I would not do that.

Tomorrow is an allotted day.

Next week is constituent consultation week, when the House will be adjourned to allow members to return to their ridings and meet with constituents to share with them the activities of Parliament since the last constituency break.

For the interest of members, I will quickly review our plan for the context of our overall legislative agenda.

As he requested, this is currently strengthening the economy week, where a number of financial bills moved forward. The budget bill was sent to committee and, hopefully, it will be reported back tomorrow, or soon, so we can deal with it at third reading when the House returns after the break.

Bill C-40, an act to amend the Excise Tax Act, was read a third time and sent to the Senate. Bill C-53, an act to implement the convention on the settlement of investment disputes, Bill C-33, the sales tax bill and Bill C-47, the Olympics symbol bill were all sent to committee and we all would like to see those back in the House for report stage and third reading.

In an earlier week, Bill C-36, the bill that makes changes to the Canada pension plan and the Old Age Security Act, was made into law after receiving royal assent.

Strengthening accountability through democratic reform week was a success with the consideration of Bill C-43, Senate consultation. We had three new democratic reform bills introduced that week: Bill C-55, to expand voting opportunities; Bill C-56, an act to amend the Constitution Act, democratic representation; and Bill C-54, a bill that would bring accountability with respect to loans. We hope to continue debate on that particular bill later today.

Bill C-16, fixed dates for elections, was given royal assent and is now law, which I think is the cause of the commotion now in all the committees where Liberals are using procedural tactics. Now they feel they can do it with a free hand.

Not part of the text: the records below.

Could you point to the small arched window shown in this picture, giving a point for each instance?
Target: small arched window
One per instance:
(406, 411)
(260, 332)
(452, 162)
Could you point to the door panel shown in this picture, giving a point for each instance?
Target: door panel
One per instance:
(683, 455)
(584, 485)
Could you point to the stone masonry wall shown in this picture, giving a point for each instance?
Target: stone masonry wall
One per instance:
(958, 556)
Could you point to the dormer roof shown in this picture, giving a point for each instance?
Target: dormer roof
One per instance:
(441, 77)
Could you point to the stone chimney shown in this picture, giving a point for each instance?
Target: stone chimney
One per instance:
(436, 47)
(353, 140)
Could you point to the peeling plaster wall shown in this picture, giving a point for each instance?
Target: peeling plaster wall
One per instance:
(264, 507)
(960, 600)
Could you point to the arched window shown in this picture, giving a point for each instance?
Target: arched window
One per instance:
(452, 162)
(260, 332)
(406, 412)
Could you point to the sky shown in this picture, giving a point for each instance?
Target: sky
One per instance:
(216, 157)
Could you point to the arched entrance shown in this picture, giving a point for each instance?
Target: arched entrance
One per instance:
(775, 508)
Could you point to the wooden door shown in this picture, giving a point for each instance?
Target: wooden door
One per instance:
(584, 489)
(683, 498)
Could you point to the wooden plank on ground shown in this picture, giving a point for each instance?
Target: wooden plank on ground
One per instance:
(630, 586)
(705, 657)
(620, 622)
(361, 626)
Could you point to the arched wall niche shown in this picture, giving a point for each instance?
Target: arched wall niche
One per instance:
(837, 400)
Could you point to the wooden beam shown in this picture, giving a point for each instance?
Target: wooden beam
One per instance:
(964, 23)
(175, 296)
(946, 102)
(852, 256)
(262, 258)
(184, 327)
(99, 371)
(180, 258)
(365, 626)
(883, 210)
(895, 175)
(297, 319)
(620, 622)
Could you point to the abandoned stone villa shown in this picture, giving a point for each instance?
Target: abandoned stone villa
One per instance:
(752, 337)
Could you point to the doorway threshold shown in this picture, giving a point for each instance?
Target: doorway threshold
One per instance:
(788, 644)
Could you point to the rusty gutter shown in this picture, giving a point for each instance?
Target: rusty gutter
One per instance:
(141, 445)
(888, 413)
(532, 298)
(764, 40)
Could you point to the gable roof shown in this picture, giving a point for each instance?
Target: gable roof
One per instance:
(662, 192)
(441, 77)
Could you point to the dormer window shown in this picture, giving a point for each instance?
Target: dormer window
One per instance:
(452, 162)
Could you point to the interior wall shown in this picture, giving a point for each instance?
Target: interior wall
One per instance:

Two other democratic reform bills are in the Senate, Bill C-31, voter integrity, and Bill S-4, Senate tenure. I really would like to have the term limits bill from the Senate for an upcoming democratic reform week if the opposition House leader can persuade his colleagues in the Senate to finally deal with that bill after 352 days. We may get 352 seconds in a filibuster, but they have had 352 days so far. They have been stalling for a year.

During the consultation week, I will be interested in hearing what our constituents think of the plight of Bill S-4 and the irony of those unaccountable senators delaying it.

We dedicated a good deal of our time focusing on making our streets and communities safer by cracking down on crime. Now that we have had the help of the NDP, we restored the meaningful aspects that the Liberals gutted in committee to Bill C-10, the bill to introduce mandatory penalties for violent and gun crimes. We are continuing to debate that bill today at third reading.

Bill C-48, the bill dealing with the United Nations convention on corruption, was adopted at all stages.

Bill C-26, the bill to amend the Criminal Code with respect to interest rates, was given royal assent.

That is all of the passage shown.